About Innate Defense Regulators (IDRs)
Innate Defense Regulators are a family of short, synthetic, proprietary peptide and peptide-like analogs with a dual-mode of efficacy, modulating the innate immune response to both damage and pathogen-associated signals, enhancing resolution of infection and tissue damage while suppressing harmful inflammation. IDRs do not impact the adaptive immune system and do not interfere with chemotherapy, radiation therapy or antibiotic treatments. Soligenix has demonstrated the preclinical efficacy of IDRs in diseases associated with dysregulated innate immune responses and tissue damage, such as oral mucositis subsequent to chemotherapy or radiation therapy. Moreover, IDRs are also efficacious in other diseases associated with both Gram-positive and Gram-negative bacterial infections, as well as infections with antibiotic resistant organisms like methicillin-resistant Staphylococcus aureus (MRSA) and vancomycin-resistant enterococcus (VRE).
IDRs bind to a pivotal regulatory protein in the innate defense system, known as p62 or sequestosome-1. IDRs bind specifically to the ZZ domain of p62 and a co-crystal structure of the IDR binding site with SGX94 has been obtained.
About Innate Immunity
The immune system is constantly exposed to pathogenic microorganisms (bacteria, virus, fungi, and parasites) but has evolved a powerful response to deal with these threats to our health. This response has been divided into two general types of reactions: reactions of innate immunity and reactions of adaptive immunity. Innate immunity is the “first responder” component of the immune system that is immediately activated to destroy invading microorganisms and trigger inflammation that contributes to blocking their assault. If microorganisms breach the innate immune system, adaptive immunity is activated. Adaptive immunity uses T and B cells to produce antibodies and killer cells to destroy infected cells. The two components of the immune system provide excellent protection against infections but they also pose a risk. If the activation threshold of either component is too low, or if activation is excessive, inflammatory disease may follow.

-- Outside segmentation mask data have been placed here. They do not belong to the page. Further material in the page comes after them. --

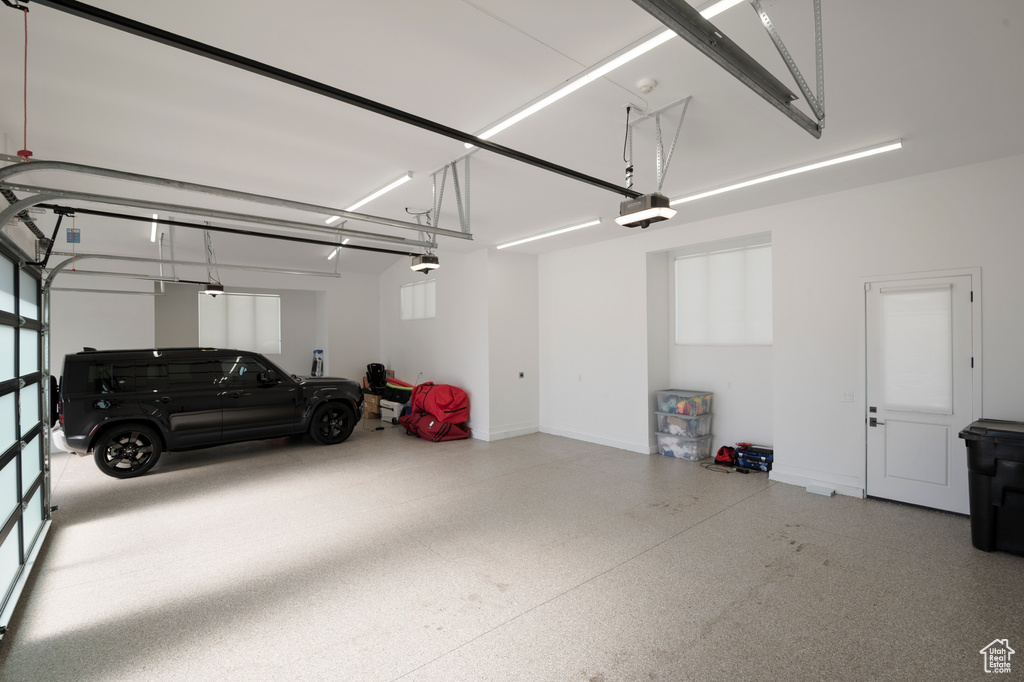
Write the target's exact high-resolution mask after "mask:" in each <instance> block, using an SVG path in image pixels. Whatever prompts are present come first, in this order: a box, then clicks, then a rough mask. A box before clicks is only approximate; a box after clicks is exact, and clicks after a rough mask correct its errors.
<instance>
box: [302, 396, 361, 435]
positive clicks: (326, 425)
mask: <svg viewBox="0 0 1024 682" xmlns="http://www.w3.org/2000/svg"><path fill="white" fill-rule="evenodd" d="M353 428H355V413H354V412H352V409H351V408H349V407H348V406H347V404H345V403H344V402H325V403H324V404H322V406H319V407H318V408H316V410H315V411H314V412H313V416H312V418H311V419H310V420H309V435H310V436H312V438H313V440H315V441H316V442H318V443H319V444H322V445H335V444H337V443H339V442H341V441H343V440H344V439H345V438H347V437H348V436H349V435H350V434H351V433H352V429H353Z"/></svg>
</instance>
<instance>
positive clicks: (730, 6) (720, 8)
mask: <svg viewBox="0 0 1024 682" xmlns="http://www.w3.org/2000/svg"><path fill="white" fill-rule="evenodd" d="M745 1H746V0H721V2H716V3H715V4H714V5H712V6H711V7H708V8H707V9H705V10H703V11H702V12H700V16H703V17H705V18H708V19H710V18H711V17H712V16H718V15H719V14H721V13H722V12H724V11H725V10H726V9H729V8H730V7H735V6H736V5H738V4H739V3H740V2H745Z"/></svg>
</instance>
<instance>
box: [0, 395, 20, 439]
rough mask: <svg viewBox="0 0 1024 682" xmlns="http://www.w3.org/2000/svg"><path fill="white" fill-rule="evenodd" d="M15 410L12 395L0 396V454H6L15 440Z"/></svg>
mask: <svg viewBox="0 0 1024 682" xmlns="http://www.w3.org/2000/svg"><path fill="white" fill-rule="evenodd" d="M16 425H17V410H16V403H15V402H14V393H7V394H6V395H0V453H5V452H7V449H8V447H10V446H11V445H13V444H14V441H15V440H17V429H16V428H15V426H16Z"/></svg>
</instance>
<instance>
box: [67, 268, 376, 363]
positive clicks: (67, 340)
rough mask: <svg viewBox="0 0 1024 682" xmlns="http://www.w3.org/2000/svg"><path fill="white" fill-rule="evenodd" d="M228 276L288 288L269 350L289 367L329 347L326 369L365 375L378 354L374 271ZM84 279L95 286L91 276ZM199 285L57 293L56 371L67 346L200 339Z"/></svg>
mask: <svg viewBox="0 0 1024 682" xmlns="http://www.w3.org/2000/svg"><path fill="white" fill-rule="evenodd" d="M225 279H226V278H225ZM60 282H61V281H60V280H58V284H59V283H60ZM112 282H117V281H112V280H103V281H100V283H101V285H102V286H104V287H108V288H111V287H112V285H111V283H112ZM226 282H227V285H226V287H227V290H228V291H247V292H260V293H267V292H268V293H276V294H281V295H282V353H281V354H280V355H269V357H270V358H271V359H272V360H274V361H275V363H278V364H279V365H281V367H282V368H283V369H285V370H287V371H288V372H290V373H293V374H299V375H307V374H309V370H310V367H311V365H312V351H313V350H314V349H316V348H321V349H324V350H325V354H326V361H325V374H328V375H330V376H335V377H347V378H349V379H353V380H355V381H359V380H360V379H361V377H362V375H364V373H365V372H366V366H367V364H368V363H373V361H376V360H377V358H378V357H379V352H380V350H379V349H380V336H379V334H380V325H379V314H380V308H379V300H380V299H379V297H378V286H379V281H378V278H377V276H376V275H366V274H342V275H341V276H340V278H337V279H319V278H303V279H297V278H294V276H292V278H289V276H287V275H278V274H271V273H249V272H239V273H232V276H231V278H230V279H226ZM76 284H78V281H72V280H70V279H68V280H67V281H65V282H63V284H61V285H60V286H65V287H70V286H75V285H76ZM79 286H89V287H93V286H96V285H95V284H94V283H92V282H91V281H90V282H83V283H82V284H80V285H79ZM117 286H119V285H117ZM298 287H305V289H299V288H298ZM197 291H198V290H197V288H196V287H195V286H188V285H176V286H175V285H168V286H167V287H166V295H165V296H159V297H153V296H125V295H114V294H90V293H76V292H61V291H57V292H53V297H52V300H51V304H50V319H51V321H52V325H51V329H52V332H51V341H50V358H51V359H50V361H51V367H52V368H53V371H54V373H56V372H57V371H58V368H59V367H60V366H61V365H62V361H63V354H65V353H68V352H77V351H79V350H81V349H82V347H83V346H91V347H95V348H153V347H155V346H165V347H175V346H177V347H182V346H195V345H198V343H199V312H198V304H197V293H196V292H197Z"/></svg>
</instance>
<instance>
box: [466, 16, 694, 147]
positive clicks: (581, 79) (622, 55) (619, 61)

The innate immune system is a highly integrated system of cells involving both circulating blood cells and cells in tissues protecting us from pathogens at all body surfaces that interface with the external environment: skin, mouth, gastro-intestinal tract and lung. Innate immunity is dependent on rapidly sensing infection or damage and responding quickly with both inflammation and host repair or anti infective functions. When excessive activation of innate immunity causes inflammation, modulation of the activated innate immune system can re-direct the system to decrease inflammatory responses and increase the anti-infection or healing responses. The innate immune system responds quickly by sensing non-specific molecules released by the process of infection and damage through its Toll-like receptors and associated receptors. The p62 molecule integrates and regulates the signals sensed by these receptors and can re-direct the response of the innate immune system in a benign way without perturbing the function of the adaptive immune system.